Collectively, these reforms have allowed medical institutions to more readily adopt telemedicine services. However, currently the legal framework only accounts for physical medical institutions in mainland China, and no legal framework exists for internet-based cross-border medical activities provided by foreign medical institutions from overseas to Chinese domestic patients.

Below we highlight some of the new regulations released by the central government to allow telemedicine to grow to scale, adding new opportunities for existing and new healthcare market players.
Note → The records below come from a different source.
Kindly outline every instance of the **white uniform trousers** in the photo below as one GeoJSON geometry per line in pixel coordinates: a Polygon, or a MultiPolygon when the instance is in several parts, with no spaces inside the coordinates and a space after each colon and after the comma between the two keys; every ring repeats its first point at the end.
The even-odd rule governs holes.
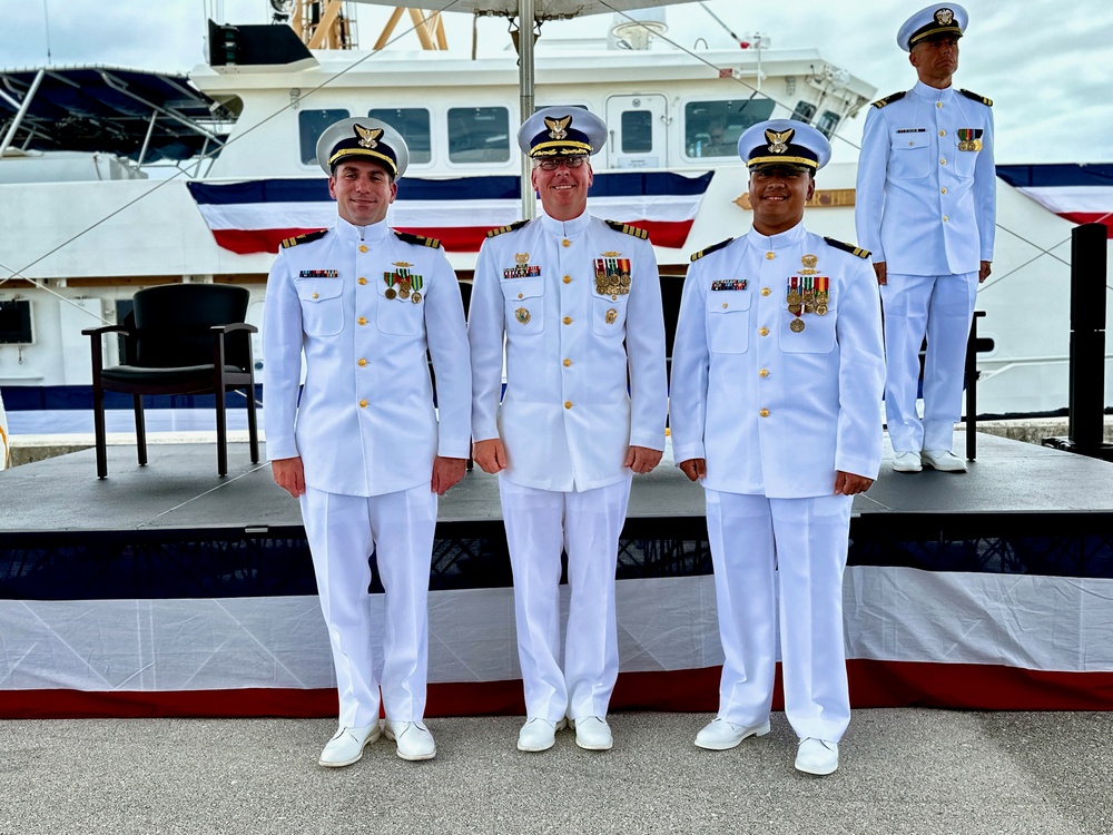
{"type": "Polygon", "coordinates": [[[850,497],[767,499],[707,491],[707,530],[722,641],[719,716],[769,718],[777,595],[785,714],[801,739],[837,743],[850,723],[843,571],[850,497]],[[775,583],[778,587],[775,587],[775,583]]]}
{"type": "Polygon", "coordinates": [[[518,656],[525,714],[560,721],[605,716],[619,675],[614,570],[630,478],[560,492],[499,479],[514,572],[518,656]],[[561,549],[568,553],[571,599],[560,664],[561,549]]]}
{"type": "Polygon", "coordinates": [[[966,343],[977,273],[893,275],[881,285],[885,311],[885,419],[896,452],[949,450],[962,418],[966,343]],[[919,346],[924,360],[924,420],[916,412],[919,346]]]}
{"type": "Polygon", "coordinates": [[[376,641],[367,592],[370,559],[376,550],[385,591],[383,705],[388,719],[421,719],[429,666],[429,572],[436,493],[427,484],[373,497],[306,488],[301,501],[336,669],[339,724],[362,727],[378,720],[376,641]]]}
China’s digital healthcare outlook 

Prior to the COVID-19 outbreak, China’s digital healthcare market was already posited to reach RMB 23.5 billion (US$3.29 billion) by 2020. However, the outbreak has caused a massive acceleration in the use of telehealth services – prompting healthcare providers, patients, and insurers to adopt telehealth tools much more readily than before.

One of the major tipping points to facilitate the rise of digital healthcare is the shift in consumer attitudes towards online platforms.

According to a survey conducted by Bain & Company, Chinese patients are much more open and indeed expectant of higher uses of digital health services within the next five years.

While this applies to telemedicine, which recorded an exponential growth of more than 164 percent, there is also now a higher acceptance of digitalization of healthcare services across the board including: online long-term illness management, digital records, on-demand services, and health/life insurance apps.

The collection of health data in a centralized and organized manner, made possible by a more coordinated regulatory approach, is also making it easier for more businesses to adopt to a digital delivery across a whole range of healthcare services.

As such, new opportunities exist particularly for digital companies that wish to solidify their position in the Chinese market. Equally, medical technology (MedTech) companies and software as a service (SaaS) businesses, are well-positioned to partner with offline healthcare providers to transition into more innovative business-to-consumer (B2C) healthcare delivery models to provide a more holistic and comprehensive care.

Digitized health services are still at a relatively early stage of development but represent one of the largest potential areas of growth in the healthcare sector. With the coming adoption of 5G and the Internet of Things (IoT), support for digitized healthcare and telemedicine will continue to be a point of emphasis for government planners in the coming years.